Avec, au pif, Italo Calvino, Ovide, Rabelais, Semprun, Dai Sije, et bien d’autres.


Extraits :

- Anne-Marie me fit asseoir en face d’elle, sur ma petite chaise : elle se pencha, baissa les paupières, s’endormit. De ce visage de statue sortit une voix de plâtre. Je perdis la tête : qui racontait ? quoi , et à qui ? Ma mère s’était absentée : pas un sourire, pas un signe de connivence, j’étais en exil. Et puis je ne reconnaissais pas son langage. Où prenait-elle cette assurance ? Au bout d’un instant j’avais compris : c’était le livre qui parlait. Des phrases en sortaient qui me faisaient peur : c’étaient de vrais mille-pattes, elles grouillaient de syllabes et de lettres, étiraient leurs diphtongues, faisaient vibrer les doubles consonnes, nasales, coupées de pauses et de soupirs, riches en mots inconnus ( … )

( Jean-Paul Sartre : « Les Mots « )

- Le grand-père du romancier Tonino Benacquista, lui, est allé jusqu’à fumer du Platon ! Prisonnier de guerre quelque part en Albanie, un reste de tabac au fond de sa poche, un exemplaire du Cratyle ( va savoir ce qu’il fichait là ! ), une allumette … et crac ! une nouvelle façon de dialoguer avec Socrate … par signaux de fumée.

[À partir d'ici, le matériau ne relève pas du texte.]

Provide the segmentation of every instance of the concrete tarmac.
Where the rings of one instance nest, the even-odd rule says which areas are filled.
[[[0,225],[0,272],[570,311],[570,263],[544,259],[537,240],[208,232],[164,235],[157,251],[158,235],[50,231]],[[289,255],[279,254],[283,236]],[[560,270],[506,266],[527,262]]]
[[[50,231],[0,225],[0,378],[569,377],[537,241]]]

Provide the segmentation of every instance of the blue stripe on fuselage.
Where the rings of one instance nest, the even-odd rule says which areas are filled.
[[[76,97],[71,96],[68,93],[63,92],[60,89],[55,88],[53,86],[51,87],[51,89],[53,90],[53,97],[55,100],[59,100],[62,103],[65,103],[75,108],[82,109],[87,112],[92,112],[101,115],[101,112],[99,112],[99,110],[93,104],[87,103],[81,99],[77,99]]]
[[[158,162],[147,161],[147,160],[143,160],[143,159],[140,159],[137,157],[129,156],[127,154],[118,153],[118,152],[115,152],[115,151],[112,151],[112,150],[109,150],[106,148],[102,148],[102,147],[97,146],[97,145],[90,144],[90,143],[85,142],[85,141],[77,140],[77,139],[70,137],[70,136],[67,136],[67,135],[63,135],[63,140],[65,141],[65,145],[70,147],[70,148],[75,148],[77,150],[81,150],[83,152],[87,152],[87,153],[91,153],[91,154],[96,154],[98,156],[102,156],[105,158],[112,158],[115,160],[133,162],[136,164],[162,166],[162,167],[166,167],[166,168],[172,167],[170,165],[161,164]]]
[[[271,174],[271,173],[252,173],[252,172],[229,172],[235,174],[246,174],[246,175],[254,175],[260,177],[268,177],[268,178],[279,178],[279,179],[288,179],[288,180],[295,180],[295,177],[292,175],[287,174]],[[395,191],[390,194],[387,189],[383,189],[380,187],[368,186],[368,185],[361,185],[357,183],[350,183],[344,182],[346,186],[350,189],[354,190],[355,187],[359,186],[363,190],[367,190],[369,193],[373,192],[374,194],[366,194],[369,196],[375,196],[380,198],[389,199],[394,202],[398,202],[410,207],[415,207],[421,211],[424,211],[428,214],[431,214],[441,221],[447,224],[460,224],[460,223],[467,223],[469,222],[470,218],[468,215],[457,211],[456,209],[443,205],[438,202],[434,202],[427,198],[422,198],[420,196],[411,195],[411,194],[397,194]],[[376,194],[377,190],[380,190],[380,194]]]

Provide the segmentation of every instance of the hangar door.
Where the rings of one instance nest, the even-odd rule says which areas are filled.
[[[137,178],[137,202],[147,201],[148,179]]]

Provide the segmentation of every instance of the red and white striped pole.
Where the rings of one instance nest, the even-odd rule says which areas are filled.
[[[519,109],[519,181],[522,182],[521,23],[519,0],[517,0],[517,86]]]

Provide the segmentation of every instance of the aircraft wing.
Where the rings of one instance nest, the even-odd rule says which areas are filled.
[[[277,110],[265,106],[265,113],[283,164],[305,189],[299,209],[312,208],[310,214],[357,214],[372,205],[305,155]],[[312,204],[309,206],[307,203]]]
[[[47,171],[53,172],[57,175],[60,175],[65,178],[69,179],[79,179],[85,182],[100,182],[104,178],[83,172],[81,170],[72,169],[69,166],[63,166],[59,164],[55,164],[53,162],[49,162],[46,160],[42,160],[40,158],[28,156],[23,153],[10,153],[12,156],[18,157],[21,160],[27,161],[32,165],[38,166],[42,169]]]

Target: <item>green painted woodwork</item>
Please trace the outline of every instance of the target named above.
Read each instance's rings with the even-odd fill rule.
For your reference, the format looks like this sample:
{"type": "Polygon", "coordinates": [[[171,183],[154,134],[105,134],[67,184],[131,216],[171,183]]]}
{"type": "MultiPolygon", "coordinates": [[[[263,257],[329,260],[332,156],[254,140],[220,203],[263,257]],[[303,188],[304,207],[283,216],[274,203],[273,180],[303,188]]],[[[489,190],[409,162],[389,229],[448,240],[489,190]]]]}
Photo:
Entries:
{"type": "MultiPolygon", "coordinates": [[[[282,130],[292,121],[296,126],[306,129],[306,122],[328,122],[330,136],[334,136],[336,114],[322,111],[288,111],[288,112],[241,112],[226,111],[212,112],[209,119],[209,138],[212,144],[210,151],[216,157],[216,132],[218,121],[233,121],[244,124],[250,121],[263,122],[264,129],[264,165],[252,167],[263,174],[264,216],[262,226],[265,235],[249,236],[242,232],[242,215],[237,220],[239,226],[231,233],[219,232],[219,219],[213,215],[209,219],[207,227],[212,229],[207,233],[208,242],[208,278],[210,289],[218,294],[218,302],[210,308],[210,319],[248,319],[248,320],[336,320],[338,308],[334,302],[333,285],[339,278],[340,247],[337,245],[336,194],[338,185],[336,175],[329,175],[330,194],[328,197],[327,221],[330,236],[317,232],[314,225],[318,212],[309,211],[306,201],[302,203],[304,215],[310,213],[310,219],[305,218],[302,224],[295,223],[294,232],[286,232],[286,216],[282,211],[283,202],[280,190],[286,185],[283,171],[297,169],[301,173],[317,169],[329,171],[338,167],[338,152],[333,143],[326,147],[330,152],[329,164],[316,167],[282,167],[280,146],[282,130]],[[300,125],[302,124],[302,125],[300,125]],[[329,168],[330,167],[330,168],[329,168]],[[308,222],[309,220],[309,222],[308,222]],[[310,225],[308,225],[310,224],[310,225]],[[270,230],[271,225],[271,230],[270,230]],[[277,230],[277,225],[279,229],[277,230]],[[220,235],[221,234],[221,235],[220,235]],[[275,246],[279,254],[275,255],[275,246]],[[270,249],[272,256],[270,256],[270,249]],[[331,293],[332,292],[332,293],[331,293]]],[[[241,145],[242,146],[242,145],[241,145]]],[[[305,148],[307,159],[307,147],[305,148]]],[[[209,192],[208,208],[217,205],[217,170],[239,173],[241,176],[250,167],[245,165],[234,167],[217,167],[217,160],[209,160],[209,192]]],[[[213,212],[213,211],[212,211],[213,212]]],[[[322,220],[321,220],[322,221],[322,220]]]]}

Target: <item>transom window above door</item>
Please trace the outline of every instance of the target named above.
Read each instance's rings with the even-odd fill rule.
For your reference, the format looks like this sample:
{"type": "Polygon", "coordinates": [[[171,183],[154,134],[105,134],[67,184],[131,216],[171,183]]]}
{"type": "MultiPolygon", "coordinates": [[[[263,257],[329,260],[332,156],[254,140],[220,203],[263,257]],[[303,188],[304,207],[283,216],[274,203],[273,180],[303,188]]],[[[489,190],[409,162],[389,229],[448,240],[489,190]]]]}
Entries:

Autre effet de la même guerre, plus tragique encore. Alberto Moravia et Elsa Morante, contraints de se réfugier pendant plusieurs mois dans une cabane de berger, n’avaient pu sauver que deux livres La Bible et Les Frères Karamazov. D’où un affreux dilemme : lequel de ces deux monuments utiliser comme papier hygiénique ? Si cruel qu’il soit, un choix est un choix. La mort dans l’âme, ils choisirent.

( Daniel Pennac : « Comme un roman « )


- Les droits imprescriptibles du lecteur :

1) Le droit de ne pas lire.

2) Le droit de sauter des pages.

3) Le droit de ne pas finir un livre.

4) Le droit de relire.

5) Le droit de lire n’importe quoi.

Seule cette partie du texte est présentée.